The problem is that there will be a window were people will trust video while it is not trustable and it will be abused.
Yes, but this will happen, regardless of legislation. The only thing legislation is able to achieve in this space is restrict the technology to actors that are not malicious to begin with.
Define malicious, because the people in power will surely have another definition.
Yes, this is actually a part of my point. There's no point in legislating it because all it will do is prevent an arbitrary class of people from using it, leaving it only in the hands of people who aren't interested in complying with legislation to begin with.

In other words, it will happen so the best thing we can do is acknowledge this and prepare for it.

Face swap software is only one form of video editing software, and video editing software has been used to deceive people from the moment it was first created. You can easily use adobe aftereffects or blender to deceive people.

Check out the "CaptainDisillusion" channel on youtube, it's full of examples of people deceiving others using video editing software.

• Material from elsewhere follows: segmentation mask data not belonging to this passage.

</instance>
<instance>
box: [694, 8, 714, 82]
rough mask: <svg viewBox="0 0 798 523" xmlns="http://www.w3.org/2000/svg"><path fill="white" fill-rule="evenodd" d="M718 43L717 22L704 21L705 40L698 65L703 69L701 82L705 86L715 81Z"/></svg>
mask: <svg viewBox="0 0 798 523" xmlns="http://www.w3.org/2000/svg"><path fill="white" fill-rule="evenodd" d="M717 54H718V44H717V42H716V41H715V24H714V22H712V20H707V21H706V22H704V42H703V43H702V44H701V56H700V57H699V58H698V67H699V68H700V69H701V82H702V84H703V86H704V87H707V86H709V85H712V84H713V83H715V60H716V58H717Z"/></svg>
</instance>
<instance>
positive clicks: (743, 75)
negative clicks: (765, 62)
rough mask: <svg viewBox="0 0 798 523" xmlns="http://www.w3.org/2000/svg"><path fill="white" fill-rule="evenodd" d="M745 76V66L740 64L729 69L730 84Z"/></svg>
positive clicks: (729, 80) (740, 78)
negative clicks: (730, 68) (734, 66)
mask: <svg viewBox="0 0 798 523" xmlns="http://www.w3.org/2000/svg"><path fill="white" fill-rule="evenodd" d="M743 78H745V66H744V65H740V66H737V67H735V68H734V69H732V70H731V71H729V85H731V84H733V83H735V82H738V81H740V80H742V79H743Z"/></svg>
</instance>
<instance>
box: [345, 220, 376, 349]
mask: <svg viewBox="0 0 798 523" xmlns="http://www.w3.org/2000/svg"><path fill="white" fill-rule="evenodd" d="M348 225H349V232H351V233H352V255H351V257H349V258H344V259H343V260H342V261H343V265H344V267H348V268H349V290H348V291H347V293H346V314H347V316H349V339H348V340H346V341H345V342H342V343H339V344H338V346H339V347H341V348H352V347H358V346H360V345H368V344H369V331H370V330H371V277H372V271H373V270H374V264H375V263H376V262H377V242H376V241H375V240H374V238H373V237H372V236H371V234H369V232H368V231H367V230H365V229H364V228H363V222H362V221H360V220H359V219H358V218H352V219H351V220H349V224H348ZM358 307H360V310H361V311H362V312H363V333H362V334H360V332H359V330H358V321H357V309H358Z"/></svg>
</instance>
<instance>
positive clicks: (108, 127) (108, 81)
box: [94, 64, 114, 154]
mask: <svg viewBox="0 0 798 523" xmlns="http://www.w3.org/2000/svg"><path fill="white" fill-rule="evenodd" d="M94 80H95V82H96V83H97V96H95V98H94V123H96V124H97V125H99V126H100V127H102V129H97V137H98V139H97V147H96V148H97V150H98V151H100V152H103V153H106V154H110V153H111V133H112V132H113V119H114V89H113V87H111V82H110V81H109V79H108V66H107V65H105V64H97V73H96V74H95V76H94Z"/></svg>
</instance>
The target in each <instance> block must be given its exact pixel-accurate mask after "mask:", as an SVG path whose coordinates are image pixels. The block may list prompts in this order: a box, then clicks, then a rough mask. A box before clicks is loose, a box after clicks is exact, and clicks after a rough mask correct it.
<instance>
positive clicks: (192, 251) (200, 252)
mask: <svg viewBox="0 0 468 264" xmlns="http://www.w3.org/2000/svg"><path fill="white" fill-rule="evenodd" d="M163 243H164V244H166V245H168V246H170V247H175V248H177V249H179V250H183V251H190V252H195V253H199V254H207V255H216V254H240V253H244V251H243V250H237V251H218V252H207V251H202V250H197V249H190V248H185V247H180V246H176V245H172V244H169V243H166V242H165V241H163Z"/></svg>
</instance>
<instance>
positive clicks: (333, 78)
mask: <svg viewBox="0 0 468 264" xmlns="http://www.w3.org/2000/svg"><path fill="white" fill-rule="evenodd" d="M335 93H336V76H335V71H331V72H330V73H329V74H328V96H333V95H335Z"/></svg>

To my knowledge none of the examples he's talked about have used face swapping.

Meh. We live in a world where text and images are completely untrustworthy. Why is video such a big deal?
Because while use of photoshop is widely known, many are still unaware that video can be edited like this and look so real.
There was a point when Photoshop wasn't well known, and people fell for all sorts of manipulated images all the time. Now, years later, it's common knowledge that photos shouldn't be trusted as evidence. These things are all cyclical.
Once "deep-fakes" become mainstream - how long would it take for the public to become aware of them? A week? A month? Any fake video of consequences will be immediately ripped apart by mainstream and social media. Why would 'deep-fakes' be any worse than what is being done with CG today?

I do believe that some people will fall for them, but the damage won't be any worse than when people fall for shopped images and phishing emails. It's just something we have to deal with.

The real issue is a large number of people suddenly distrusting real video evidence rather than those few who were already susceptible being led astray.
Again, why would video be blindly trusted today anyway? You can fake videos through creative cutting and CG.
So...these people have never seen a movie then?

I mean they can accept just about any kind of special effect in a movie as being possible, but editing videos to swap faces is a huge stretch?

Good point. I strongly suspect the worry about deep-fake videos is overstated. Yes some people will fall for them, just as some people fall for photo-shopped images and Nigerian email scams but that's just par for course - we'll have to deal with that. Also, it isn't like videos can't be faked today with out-of-context edits, CG, and audio manipulation (e.g. dubbing).